A Literature Review and Framework for Human Evaluation of Generative Large Language Models in Healthcare

Read original: arXiv:2405.02559 - Published 9/25/2024 by Thomas Yu Chow Tam, Sonish Sivarajkumar, Sumit Kapoor, Alisa V Stolyar, Katelyn Polanska, Karleigh R McCarthy, Hunter Osterhoudt, Xizhi Wu, Shyam Visweswaran, Sunyang Fu and 5 others

💬

Overview

This paper reviews the existing literature on human evaluation methodologies for large language models (LLMs) in healthcare applications.
The authors highlight the need for a standardized and consistent approach to human evaluation, as the current methods are often cumbersome, time-consuming, and non-standardized.
The review covers various aspects of human evaluation, including evaluation dimensions, sample types and sizes, evaluator selection and recruitment, frameworks and metrics, the evaluation process, and statistical analysis.
The authors propose a comprehensive framework called QUEST (Quality of Information, Understanding and Reasoning, Expression Style and Persona, Safety and Harm, and Trust and Confidence) to improve the reliability, generalizability, and applicability of human evaluation of generative LLMs in healthcare.

Plain English Explanation

As generative AI and LLMs become more widely used in healthcare, it's crucial to have human experts evaluate the generated texts in addition to automated evaluations. This helps ensure the safety, reliability, and effectiveness of these AI systems. However, the current human evaluation methods can be time-consuming and inconsistent, which makes it difficult to widely adopt LLMs in healthcare.

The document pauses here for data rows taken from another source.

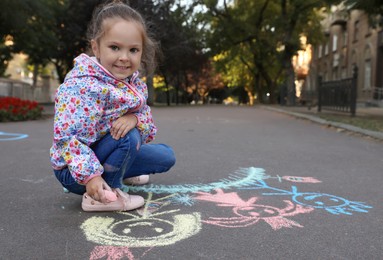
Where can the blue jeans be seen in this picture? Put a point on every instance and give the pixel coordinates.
(123, 158)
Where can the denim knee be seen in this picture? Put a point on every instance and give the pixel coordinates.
(67, 181)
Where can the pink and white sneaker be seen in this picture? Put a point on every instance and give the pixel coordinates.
(138, 180)
(122, 202)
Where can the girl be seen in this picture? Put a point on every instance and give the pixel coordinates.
(102, 123)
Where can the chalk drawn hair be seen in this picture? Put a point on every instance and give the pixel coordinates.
(118, 9)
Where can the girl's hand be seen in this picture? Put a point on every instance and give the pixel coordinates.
(123, 125)
(96, 189)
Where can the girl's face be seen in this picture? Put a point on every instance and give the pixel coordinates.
(119, 50)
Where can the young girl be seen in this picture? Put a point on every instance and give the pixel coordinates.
(102, 123)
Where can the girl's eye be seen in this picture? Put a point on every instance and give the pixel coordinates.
(134, 50)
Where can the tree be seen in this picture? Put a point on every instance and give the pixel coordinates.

This study reviews the existing research on how humans evaluate LLMs in healthcare. The authors found that there is a need for a standardized and consistent approach to human evaluation. They looked at studies published from 2018 to 2024 and examined how these evaluations were conducted, including factors like the types of medical specialties, the dimensions used to evaluate the LLMs, the selection of evaluators, and the statistical analysis of the results.

Based on the diverse evaluation strategies used in these studies, the authors propose a new framework called QUEST. This framework covers five key areas: Quality of Information, Understanding and Reasoning, Expression Style and Persona, Safety and Harm, and Trust and Confidence. The goal is to make human evaluation of generative LLMs in healthcare more reliable, consistent, and applicable across different medical applications.

Technical Explanation

The paper reviews the existing literature on human evaluation methodologies for large language models (LLMs) in healthcare applications. The authors conducted an extensive literature search, following the Preferred Reporting Items for Systematic Reviews and Meta-Analyses (PRISMA) guidelines, to identify relevant studies published from January 2018 to February 2024.

The review examines the human evaluation of LLMs across various medical specialties, addressing factors such as:

Evaluation dimensions: The specific aspects of the LLMs that are evaluated, such as the quality of information, understanding and reasoning, expression style and persona, safety and harm, and trust and confidence.
Sample types and sizes: The types of medical texts or tasks used for evaluation and the number of samples evaluated.
Evaluator selection and recruitment: How the human evaluators were chosen and their expertise or background.
Frameworks and metrics: The evaluation frameworks and metrics used to assess the LLM performance.
Evaluation process: The specific steps and procedures involved in the human evaluation.
Statistical analysis: The methods used to analyze the results of the human evaluation.

Drawing from the diverse evaluation strategies highlighted in these studies, the authors propose the QUEST framework as a comprehensive and practical approach for human evaluation of generative LLMs in healthcare. This framework aims to improve the reliability, generalizability, and applicability of human evaluation by defining clear evaluation dimensions and offering detailed guidelines.

Critical Analysis

The paper's strength lies in its comprehensive review of the existing literature on human evaluation methodologies for LLMs in healthcare. The authors have identified a significant need for a standardized and consistent approach, which is a crucial step in ensuring the safe and effective deployment of these AI systems in the healthcare domain.

One potential limitation of the study is the relatively short time frame of the literature review, which only covers publications from 2018 to 2024. While this is understandable given the rapid pace of development in this field, it may have overlooked earlier or relevant works that could have provided additional insights.

Additionally, the authors do not delve into the potential biases or limitations inherent in human evaluation, which could be an area for further exploration. The proposed QUEST framework, while comprehensive, may also benefit from empirical validation and refinement based on real-world deployments and feedback from healthcare practitioners.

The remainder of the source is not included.